Ejection-collision orbits in two degrees of freedom problems in celestial mechanics

TL;DR

This paper proves the existence of ejection-collision orbits in two degrees of freedom Hamiltonian systems modeling celestial mechanics, focusing on singularities related to total and partial collisions.

Contribution

It establishes the existence of heteroclinic ejection-collision orbits connecting total collision states in a generalized celestial mechanics model.

Findings

Existence of heteroclinic orbits connecting total collision points.

Analysis of invariant manifolds and their transversality.

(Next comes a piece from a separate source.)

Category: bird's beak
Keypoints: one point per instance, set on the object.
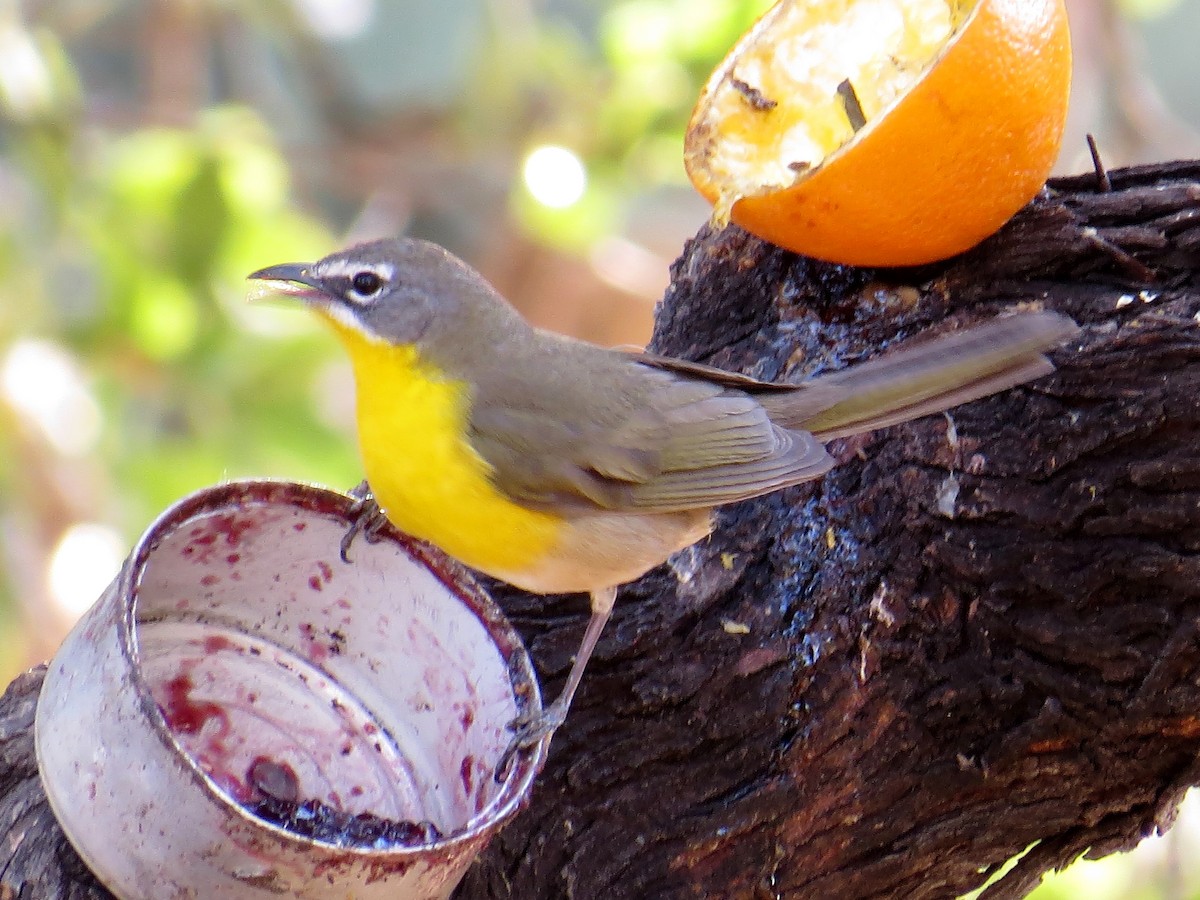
(292, 280)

Characterization of partial collision trajectories.

Abstract

In a general setting of a Hamiltonian system with two degrees of freedom and assuming some properties for the undergoing potential, we study the dynamics close and tending to a singularity of the system which in models of $N$-body problems corresponds to total collision. We restrict to potentials that exhibit two more singularities that can be regarded as two kind of partial collisions when not all the bodies are involved. Regularizing the singularities, the total collision transforms into a 2-dimensional invariant manifold. The goal of this paper is to prove the existence of different types of ejection-collision orbits, that is, orbits that start and end at total collision. Such orbits are regarded as heteroclinic connections between two equilibrium points and are mainly characterized by the partial collisions that the trajectories find on their way. The proof of their existence is based on the transversality of 2-dimensional invariant manifolds and on the behavior of the dynamics on the total collision manifold, both of them are thoroughly described.